Despite previous genes, activation of p53 such as a tumor suppressor gene prevents the development of cancer cells through impeding cycle cell and inducing apoptosis (26). Ellis et al. indicated that overexpression of p53 in lung cancer cells forcefully induces autophagy (26). Nowadays, induced overexpression of p53 in cancer cells is used as a treatment method (27). Ariumi et al. (28) and Gatza et al. (29) reported that in infected cells with HTLV-I, Tax protein indirectly inhibits p53 function, moreover, this protein inhibits the expression of p53 by transcription repression of this gene (30). Accordingly, in the current study expression of p53 in ATLL patients was significantly lower than healthy carriers, which can leads to oncogenesis.

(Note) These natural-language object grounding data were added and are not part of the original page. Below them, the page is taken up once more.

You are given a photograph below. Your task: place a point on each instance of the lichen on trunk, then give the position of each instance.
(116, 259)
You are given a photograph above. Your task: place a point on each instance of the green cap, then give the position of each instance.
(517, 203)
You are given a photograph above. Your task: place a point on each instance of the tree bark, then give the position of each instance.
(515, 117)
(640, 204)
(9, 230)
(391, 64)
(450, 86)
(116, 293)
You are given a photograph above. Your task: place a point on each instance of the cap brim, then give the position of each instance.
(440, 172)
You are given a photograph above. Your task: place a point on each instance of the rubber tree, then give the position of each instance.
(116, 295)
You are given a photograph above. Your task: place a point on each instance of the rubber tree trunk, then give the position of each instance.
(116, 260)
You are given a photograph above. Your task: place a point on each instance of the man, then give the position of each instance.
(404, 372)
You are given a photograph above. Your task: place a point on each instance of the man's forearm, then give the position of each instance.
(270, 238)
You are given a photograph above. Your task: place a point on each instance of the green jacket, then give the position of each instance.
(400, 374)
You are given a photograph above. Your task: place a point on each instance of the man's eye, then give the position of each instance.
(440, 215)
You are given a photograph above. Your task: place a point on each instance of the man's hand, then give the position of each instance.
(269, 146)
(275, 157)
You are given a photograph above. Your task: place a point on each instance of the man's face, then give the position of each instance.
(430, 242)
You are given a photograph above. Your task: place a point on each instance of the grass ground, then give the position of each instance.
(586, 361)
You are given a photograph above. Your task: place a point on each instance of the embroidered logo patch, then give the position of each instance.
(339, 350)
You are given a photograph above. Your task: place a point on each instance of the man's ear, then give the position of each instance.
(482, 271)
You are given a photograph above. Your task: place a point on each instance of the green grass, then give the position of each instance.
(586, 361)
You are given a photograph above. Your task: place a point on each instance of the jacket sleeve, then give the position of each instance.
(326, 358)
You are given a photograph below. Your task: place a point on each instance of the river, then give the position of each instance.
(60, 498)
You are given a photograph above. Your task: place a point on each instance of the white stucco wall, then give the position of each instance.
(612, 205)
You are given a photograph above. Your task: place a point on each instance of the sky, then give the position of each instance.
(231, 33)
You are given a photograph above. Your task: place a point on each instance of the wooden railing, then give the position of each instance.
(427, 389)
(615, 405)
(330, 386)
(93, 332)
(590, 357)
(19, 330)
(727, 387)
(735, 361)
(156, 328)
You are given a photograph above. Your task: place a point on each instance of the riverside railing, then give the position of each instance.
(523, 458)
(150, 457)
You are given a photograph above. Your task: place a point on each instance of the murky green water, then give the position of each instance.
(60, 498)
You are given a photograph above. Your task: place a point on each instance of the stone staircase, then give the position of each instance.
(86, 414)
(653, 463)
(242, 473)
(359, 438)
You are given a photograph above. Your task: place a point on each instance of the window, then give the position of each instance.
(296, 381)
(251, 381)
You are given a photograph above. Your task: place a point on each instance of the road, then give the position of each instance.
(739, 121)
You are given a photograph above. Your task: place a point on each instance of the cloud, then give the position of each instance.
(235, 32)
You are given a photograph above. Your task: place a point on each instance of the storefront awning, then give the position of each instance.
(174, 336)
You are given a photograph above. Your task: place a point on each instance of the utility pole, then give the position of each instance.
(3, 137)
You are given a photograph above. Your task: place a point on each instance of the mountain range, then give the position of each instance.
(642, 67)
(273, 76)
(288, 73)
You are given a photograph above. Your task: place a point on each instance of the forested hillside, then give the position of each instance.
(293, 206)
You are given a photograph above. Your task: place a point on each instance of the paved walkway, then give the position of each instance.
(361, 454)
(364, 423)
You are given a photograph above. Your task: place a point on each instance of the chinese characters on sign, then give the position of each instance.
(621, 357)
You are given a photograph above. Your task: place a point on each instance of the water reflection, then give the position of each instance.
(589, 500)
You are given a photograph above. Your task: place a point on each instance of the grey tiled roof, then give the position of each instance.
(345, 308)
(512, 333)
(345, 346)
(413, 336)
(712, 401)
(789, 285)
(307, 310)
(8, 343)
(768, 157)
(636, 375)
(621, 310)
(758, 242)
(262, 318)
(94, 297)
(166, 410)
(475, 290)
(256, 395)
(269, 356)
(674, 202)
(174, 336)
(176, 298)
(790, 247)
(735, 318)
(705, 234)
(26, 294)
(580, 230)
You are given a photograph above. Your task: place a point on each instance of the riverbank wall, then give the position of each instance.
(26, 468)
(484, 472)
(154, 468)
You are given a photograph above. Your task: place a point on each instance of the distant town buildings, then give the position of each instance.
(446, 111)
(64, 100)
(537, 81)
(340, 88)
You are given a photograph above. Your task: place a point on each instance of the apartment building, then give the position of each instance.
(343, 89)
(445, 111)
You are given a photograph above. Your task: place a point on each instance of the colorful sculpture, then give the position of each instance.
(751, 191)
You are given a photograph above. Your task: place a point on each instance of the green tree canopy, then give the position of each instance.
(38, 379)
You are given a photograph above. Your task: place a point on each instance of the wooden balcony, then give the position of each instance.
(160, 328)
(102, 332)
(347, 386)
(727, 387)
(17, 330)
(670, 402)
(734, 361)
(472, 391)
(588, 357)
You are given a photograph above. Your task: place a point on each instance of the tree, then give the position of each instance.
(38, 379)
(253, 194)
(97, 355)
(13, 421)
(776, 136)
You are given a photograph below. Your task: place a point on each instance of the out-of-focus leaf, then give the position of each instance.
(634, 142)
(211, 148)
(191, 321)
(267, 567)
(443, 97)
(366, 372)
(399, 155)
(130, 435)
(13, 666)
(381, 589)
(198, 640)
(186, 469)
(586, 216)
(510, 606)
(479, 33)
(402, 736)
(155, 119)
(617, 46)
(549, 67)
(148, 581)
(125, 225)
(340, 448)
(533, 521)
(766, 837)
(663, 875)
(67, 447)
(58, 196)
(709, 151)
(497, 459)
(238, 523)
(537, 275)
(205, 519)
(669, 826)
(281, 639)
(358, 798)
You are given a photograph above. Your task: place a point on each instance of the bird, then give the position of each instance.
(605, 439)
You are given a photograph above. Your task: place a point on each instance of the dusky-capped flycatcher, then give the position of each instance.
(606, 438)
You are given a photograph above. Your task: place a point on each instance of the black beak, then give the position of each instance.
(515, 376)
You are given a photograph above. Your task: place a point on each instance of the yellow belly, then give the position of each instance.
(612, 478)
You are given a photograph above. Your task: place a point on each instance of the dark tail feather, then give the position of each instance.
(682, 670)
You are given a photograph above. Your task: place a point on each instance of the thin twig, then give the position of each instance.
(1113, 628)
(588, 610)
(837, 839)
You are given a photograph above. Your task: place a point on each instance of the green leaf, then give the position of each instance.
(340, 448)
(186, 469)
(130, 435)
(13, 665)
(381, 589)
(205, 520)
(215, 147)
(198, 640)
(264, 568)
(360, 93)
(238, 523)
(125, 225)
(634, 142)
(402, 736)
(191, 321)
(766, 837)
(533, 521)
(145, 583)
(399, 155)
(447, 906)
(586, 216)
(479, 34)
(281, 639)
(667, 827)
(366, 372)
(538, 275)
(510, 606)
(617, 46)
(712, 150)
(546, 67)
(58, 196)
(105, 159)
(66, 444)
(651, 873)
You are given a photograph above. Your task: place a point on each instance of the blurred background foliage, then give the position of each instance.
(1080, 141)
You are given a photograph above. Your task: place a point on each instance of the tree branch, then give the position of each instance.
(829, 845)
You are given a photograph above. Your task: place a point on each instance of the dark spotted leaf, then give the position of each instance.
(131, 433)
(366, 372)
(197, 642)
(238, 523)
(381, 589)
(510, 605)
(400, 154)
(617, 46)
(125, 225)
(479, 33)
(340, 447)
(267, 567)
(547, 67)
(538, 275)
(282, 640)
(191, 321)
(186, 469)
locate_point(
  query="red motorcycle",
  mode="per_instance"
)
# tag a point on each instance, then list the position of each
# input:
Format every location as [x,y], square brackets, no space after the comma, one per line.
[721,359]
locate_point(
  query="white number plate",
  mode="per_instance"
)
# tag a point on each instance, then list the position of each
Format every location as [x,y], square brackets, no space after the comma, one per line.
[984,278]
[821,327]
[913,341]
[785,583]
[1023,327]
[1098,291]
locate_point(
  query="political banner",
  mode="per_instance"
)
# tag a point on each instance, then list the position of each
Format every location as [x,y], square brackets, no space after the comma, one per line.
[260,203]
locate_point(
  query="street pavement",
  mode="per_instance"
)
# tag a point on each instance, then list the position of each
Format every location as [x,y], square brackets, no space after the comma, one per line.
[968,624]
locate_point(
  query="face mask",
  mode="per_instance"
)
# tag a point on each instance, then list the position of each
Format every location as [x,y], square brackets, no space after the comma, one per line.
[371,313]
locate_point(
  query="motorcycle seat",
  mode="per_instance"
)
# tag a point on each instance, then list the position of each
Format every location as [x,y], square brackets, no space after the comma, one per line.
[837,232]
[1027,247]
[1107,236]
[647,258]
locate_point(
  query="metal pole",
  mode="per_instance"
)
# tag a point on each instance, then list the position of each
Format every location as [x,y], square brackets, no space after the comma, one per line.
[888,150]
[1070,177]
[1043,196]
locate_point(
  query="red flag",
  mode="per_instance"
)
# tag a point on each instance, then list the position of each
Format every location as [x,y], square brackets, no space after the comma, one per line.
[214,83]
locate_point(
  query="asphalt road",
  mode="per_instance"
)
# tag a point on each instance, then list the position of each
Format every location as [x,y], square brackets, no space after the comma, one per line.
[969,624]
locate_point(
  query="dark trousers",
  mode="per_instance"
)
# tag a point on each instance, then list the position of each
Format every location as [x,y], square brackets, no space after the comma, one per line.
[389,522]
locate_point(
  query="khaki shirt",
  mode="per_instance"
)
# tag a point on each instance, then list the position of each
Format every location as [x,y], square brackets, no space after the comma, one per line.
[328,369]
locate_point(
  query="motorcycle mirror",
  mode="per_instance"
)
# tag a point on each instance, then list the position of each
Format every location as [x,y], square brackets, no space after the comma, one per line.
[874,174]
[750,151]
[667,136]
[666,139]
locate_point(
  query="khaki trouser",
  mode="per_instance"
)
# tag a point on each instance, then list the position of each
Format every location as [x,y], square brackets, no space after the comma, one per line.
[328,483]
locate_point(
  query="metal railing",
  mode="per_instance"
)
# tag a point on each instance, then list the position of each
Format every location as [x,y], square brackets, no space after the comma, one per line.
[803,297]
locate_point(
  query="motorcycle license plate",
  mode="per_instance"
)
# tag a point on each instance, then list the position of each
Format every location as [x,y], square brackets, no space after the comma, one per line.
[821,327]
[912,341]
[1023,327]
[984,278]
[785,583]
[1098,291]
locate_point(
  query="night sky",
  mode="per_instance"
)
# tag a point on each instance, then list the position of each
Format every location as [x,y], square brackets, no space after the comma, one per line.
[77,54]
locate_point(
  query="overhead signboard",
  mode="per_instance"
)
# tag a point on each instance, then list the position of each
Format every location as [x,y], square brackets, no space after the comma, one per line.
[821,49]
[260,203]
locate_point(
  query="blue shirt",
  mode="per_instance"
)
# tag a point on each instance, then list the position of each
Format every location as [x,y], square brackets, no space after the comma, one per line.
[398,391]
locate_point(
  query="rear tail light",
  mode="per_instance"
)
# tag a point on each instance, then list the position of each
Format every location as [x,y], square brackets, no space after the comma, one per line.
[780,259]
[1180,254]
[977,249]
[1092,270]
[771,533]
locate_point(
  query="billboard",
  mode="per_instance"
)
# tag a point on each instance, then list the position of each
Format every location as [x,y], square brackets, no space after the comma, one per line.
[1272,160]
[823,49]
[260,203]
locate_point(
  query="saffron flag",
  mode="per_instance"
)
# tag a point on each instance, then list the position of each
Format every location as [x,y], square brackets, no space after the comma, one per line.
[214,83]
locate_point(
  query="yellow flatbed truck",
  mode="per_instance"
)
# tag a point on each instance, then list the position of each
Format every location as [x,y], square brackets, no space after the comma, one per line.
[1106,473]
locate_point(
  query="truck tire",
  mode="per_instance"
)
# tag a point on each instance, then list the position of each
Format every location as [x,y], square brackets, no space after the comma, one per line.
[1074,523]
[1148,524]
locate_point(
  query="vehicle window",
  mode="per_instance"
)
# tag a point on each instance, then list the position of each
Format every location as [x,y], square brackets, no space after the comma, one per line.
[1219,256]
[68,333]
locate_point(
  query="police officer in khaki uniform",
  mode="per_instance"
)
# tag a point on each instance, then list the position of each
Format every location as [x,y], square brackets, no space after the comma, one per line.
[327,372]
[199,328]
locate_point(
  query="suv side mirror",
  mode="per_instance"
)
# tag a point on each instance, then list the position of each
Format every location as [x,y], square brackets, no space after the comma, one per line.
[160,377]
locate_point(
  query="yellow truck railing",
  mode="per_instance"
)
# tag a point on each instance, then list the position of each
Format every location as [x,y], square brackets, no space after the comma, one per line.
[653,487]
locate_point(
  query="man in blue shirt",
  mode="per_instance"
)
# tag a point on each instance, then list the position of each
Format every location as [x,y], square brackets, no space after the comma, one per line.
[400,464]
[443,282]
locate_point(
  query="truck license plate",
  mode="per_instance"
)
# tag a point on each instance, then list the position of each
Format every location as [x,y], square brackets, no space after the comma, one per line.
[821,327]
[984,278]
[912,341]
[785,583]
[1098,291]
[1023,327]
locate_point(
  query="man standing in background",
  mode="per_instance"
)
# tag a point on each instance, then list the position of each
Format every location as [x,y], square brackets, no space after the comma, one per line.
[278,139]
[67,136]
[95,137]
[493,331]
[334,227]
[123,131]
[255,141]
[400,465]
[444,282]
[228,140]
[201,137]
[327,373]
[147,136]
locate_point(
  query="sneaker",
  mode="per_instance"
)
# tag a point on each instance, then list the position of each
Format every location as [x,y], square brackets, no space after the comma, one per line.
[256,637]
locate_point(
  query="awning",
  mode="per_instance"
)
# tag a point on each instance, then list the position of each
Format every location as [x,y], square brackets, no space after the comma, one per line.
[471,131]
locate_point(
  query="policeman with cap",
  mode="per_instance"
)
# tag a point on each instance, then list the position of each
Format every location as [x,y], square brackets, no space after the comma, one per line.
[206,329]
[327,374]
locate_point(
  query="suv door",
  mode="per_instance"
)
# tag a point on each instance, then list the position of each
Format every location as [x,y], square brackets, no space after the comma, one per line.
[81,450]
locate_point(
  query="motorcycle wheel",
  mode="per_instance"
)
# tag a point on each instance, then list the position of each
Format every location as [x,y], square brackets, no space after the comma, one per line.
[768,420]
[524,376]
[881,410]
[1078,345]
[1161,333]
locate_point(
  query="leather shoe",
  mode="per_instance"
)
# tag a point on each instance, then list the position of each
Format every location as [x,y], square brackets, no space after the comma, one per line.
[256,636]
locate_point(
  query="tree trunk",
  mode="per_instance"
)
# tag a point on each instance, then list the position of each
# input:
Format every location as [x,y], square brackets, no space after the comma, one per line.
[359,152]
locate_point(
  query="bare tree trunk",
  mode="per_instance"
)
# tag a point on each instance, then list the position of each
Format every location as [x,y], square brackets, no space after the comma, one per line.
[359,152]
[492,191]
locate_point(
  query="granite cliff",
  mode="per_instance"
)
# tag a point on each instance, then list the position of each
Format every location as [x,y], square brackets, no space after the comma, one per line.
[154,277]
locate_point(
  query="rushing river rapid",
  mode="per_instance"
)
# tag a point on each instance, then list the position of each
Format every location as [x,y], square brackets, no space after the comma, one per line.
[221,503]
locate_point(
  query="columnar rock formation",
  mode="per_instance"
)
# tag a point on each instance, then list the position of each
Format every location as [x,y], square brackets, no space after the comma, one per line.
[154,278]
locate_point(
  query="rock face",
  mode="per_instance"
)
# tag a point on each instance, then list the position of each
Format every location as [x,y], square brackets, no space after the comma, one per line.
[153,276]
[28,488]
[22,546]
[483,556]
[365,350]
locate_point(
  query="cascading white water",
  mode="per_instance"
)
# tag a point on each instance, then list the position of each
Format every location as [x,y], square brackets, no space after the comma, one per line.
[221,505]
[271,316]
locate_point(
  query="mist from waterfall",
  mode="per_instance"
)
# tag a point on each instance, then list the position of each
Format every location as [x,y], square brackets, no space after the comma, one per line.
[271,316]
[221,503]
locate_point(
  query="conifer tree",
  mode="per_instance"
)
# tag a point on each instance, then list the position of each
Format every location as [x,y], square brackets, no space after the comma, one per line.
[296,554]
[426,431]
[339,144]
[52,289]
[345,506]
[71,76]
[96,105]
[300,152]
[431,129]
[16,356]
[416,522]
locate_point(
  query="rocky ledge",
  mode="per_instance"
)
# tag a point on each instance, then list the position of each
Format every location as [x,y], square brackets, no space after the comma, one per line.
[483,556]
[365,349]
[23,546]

In addition to Tax, the HBZ gene promotes the proliferation of cancer cells in ATLL patients. Therefore, it is believed that HBZ gene is necessary for leukemogenesis (18). In infected cells, Tax and HBZ genes expression in the early and late stages of ATLL respectively may play a major role in HTLV-1 biology and the development of leukemia through deactivating effects of transcription mediators and/or attenuating cellular gene expression (8). Wright et al. reported that HBZ reduces transcription of p53-responsive genes, p21/CDKN1A and GADD45A, which contributes to cell cycle arrest (31). Our results revealed that the rate of p53 expression in ATLL was significantly lower than the carriers. Therefore, HTLV-1 oncogenes in different stages of ATLL can potentially induce oncogenesis in host cells by their effects on function and expression of p53 and Rb.
According to these results, there was a significant difference between the ATLL patients and carriers regarding the rate of PVL and the genes expression of p53 and CDK4; therefore, it seems that PVL, CDK4 and P53 measurements might help in the assessment of disease progression and prediction of HTLV-1 infection outcomes. This research demonstrates the possible correlation between virus oncogenes and altered expression of the cell cycle regulators of ATLL patients. Further molecular studies are necessary for better understanding of virus genes and host cell cycle interaction, which can lead to find selective therapeutic agents for ATLL.
Acknowledgements
We would like to thank the deputy of research of Mashhad University of Medical Sciences, Mashhad, Iran. We also appreciate the cooperation of the staff of hematology and oncology departments of Ghaem and Imam Reza hospitals of Mashhad and immunology department of Mashhad University of Medical Sciences. We thank all the individuals who took part in this study and shared their experiences for the benefit of others. This study is part of a PhD thesis (911219). All authors declare they have no conflicts of interest.